Coxey’s Army and the Pullman Strike
The depression led to numerous protests demanding relief for workers and farmers. Jacob Coxey led hundreds of unemployed men on a march on Washington, spurring other “armies” to march as well. Disaffected workers at the Pullman Palace Car Company went on strike, spurring other railroad workers in the American Railway Union to do the same. The Pullman Strike shut down the railroads of the West and produced the Socialist leader Eugene Debs.

The Miners of the Midwest
The depression also led to a strike in bituminous coal mines by the new United Mine Workers. The violence which followed pitted workers against capital, but also divided the “old,” mostly English and Irish miners and the “new” miners from southern and eastern Europe.

A Beleaguered President
President Cleveland blamed the depression entirely on the Sherman Silver Purchase Act and the free coinage of silver. He pushed for its repeal in 1893, splitting, and, in combination with the depression, wrecking the Democratic party.
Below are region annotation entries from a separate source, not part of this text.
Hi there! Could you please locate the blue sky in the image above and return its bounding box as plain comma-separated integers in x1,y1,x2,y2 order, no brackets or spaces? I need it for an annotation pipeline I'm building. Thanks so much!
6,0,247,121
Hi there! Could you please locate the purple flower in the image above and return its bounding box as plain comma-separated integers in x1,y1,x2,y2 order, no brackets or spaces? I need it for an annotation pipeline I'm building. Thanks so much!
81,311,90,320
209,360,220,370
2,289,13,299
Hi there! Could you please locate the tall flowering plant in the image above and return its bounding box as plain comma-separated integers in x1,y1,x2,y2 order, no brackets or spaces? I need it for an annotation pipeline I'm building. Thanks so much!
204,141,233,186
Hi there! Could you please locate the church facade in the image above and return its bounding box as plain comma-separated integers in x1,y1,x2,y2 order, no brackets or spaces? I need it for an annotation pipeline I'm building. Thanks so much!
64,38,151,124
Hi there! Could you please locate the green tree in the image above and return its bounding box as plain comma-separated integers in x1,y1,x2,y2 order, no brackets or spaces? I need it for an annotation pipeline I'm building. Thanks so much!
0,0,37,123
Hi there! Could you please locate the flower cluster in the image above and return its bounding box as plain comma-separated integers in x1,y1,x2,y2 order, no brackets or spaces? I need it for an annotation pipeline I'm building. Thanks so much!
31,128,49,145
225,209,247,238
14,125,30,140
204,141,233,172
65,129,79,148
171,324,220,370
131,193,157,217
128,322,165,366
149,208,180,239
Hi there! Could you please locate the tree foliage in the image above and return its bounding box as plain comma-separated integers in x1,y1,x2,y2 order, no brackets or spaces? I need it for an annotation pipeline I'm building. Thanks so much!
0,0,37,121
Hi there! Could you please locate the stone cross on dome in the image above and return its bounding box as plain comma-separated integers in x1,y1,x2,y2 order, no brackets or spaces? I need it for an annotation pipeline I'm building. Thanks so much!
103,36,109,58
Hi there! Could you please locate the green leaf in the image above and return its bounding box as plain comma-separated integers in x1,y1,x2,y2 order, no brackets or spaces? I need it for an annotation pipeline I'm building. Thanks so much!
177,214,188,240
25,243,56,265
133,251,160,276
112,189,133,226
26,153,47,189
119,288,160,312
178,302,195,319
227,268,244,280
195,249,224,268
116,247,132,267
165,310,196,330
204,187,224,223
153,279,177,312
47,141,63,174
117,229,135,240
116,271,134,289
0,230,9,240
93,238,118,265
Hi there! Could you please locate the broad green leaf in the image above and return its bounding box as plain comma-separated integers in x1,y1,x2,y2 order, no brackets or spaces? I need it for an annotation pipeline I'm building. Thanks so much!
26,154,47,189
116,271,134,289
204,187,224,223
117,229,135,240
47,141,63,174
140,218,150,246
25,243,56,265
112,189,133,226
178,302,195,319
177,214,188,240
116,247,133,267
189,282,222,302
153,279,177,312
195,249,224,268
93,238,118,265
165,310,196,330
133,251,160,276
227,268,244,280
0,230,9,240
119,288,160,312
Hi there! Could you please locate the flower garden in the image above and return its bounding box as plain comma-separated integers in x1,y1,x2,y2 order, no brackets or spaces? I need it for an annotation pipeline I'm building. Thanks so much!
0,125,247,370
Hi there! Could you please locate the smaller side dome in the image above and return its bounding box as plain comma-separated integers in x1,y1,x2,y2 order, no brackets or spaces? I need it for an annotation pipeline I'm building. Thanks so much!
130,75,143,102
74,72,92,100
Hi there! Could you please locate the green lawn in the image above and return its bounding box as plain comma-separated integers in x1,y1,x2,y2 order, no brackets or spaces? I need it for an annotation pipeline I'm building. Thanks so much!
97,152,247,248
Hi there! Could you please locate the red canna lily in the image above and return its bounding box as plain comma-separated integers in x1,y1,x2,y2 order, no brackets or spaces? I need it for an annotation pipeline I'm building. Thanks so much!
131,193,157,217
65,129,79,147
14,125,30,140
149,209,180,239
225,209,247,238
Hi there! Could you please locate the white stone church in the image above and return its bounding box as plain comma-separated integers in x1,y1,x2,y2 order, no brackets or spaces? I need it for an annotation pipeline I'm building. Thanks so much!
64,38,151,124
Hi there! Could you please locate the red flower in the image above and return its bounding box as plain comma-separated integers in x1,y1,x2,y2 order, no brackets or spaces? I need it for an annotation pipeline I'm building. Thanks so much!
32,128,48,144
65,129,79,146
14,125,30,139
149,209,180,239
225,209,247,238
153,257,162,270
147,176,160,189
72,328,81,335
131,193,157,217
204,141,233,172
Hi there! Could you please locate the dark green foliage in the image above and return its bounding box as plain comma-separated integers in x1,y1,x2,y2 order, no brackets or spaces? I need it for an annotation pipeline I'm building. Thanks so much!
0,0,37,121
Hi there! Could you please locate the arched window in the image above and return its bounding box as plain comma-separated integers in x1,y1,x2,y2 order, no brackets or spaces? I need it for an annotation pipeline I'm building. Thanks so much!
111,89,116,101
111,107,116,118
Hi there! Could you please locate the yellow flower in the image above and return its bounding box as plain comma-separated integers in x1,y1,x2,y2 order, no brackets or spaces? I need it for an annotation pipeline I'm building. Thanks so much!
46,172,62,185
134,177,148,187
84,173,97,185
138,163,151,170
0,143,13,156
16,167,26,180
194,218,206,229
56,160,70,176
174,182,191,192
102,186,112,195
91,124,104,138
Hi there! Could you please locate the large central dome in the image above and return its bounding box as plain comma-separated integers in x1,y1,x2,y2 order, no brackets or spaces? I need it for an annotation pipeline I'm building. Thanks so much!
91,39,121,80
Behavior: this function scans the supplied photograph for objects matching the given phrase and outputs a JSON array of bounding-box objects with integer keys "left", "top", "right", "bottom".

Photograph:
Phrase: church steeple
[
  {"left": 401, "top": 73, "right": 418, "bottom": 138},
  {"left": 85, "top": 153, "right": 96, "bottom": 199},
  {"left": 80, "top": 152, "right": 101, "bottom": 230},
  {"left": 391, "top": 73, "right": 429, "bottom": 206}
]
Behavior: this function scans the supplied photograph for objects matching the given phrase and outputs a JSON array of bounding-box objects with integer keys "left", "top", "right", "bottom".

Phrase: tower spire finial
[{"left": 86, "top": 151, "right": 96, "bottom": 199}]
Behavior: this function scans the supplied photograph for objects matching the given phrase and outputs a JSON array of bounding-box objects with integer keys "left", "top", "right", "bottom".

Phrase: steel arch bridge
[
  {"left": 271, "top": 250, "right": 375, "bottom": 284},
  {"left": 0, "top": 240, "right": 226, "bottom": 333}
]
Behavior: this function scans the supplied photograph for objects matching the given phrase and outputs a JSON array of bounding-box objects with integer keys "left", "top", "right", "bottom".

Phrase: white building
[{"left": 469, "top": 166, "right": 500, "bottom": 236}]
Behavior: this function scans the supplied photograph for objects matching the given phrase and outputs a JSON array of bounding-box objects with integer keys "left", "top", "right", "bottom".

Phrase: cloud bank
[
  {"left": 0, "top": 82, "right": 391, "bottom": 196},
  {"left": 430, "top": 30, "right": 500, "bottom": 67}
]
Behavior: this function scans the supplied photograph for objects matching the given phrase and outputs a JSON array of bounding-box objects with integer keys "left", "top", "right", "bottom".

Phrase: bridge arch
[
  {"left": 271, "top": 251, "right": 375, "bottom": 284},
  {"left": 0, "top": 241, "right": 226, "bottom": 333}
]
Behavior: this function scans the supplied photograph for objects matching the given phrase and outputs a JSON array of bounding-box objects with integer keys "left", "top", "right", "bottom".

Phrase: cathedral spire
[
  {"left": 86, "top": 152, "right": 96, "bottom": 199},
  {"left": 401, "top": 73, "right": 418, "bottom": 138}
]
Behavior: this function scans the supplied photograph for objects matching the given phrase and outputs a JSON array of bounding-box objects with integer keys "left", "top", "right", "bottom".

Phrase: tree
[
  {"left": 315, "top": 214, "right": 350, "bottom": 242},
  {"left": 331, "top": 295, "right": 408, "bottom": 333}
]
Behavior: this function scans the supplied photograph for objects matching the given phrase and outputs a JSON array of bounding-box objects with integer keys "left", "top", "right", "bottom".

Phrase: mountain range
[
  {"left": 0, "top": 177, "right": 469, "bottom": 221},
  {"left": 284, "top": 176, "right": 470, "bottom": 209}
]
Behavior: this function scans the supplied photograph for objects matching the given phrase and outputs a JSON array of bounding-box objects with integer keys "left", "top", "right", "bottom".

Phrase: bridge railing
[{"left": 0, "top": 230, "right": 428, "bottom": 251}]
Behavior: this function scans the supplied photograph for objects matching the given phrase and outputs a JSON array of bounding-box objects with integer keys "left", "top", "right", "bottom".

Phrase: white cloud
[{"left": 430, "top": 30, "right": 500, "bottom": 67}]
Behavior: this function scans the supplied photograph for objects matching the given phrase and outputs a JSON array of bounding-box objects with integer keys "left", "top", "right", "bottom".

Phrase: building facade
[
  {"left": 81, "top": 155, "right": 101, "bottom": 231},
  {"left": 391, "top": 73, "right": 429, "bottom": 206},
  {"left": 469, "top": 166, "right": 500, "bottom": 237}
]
Breaking the Party Deadlock
The depression led to a new Republican supremacy and made the Democratic party little more than a southern, sectional party.

Changing Attitudes
The depression also changed the country’s traditional social views. Many Americans now saw poverty as a failure of the economy rather than the individual, so they demanded reforms to help the poor and unemployed, an important step toward national authority and activism.

“Everybody Works but Father”
The entrance of women and children in to the labor force accelerated during the depression because employers made jobs available to them because they were paid less than men. Men still dominated in business offices, but more clerks, telegraph and telephone operators, and teachers were women during and after the 1890s. Children’s increasing presence in the workforce led to more calls for protective laws.

Changing Themes in Literature
Rejecting the romanticism that had dominated before, during and immediately after the Civil War, realistic and naturalistic writers portrayed everyday life as it was. They wrote regional stories and emphasized “true” relationships between people. Notable authors include Joel Chandler Harris, Mark Twain, William Dean Howells, Stephen Crane, Frank Norris, and Theodore Dreiser.

The Presidential Election of 1896
The Republican dominance initiated in 1894 was solidified with the victory of William McKinley over the Democrat and Populist William Jennings Bryan. The election, known as the “battle of the standards,” focused primarily on the debate over the gold or silver monetary standard.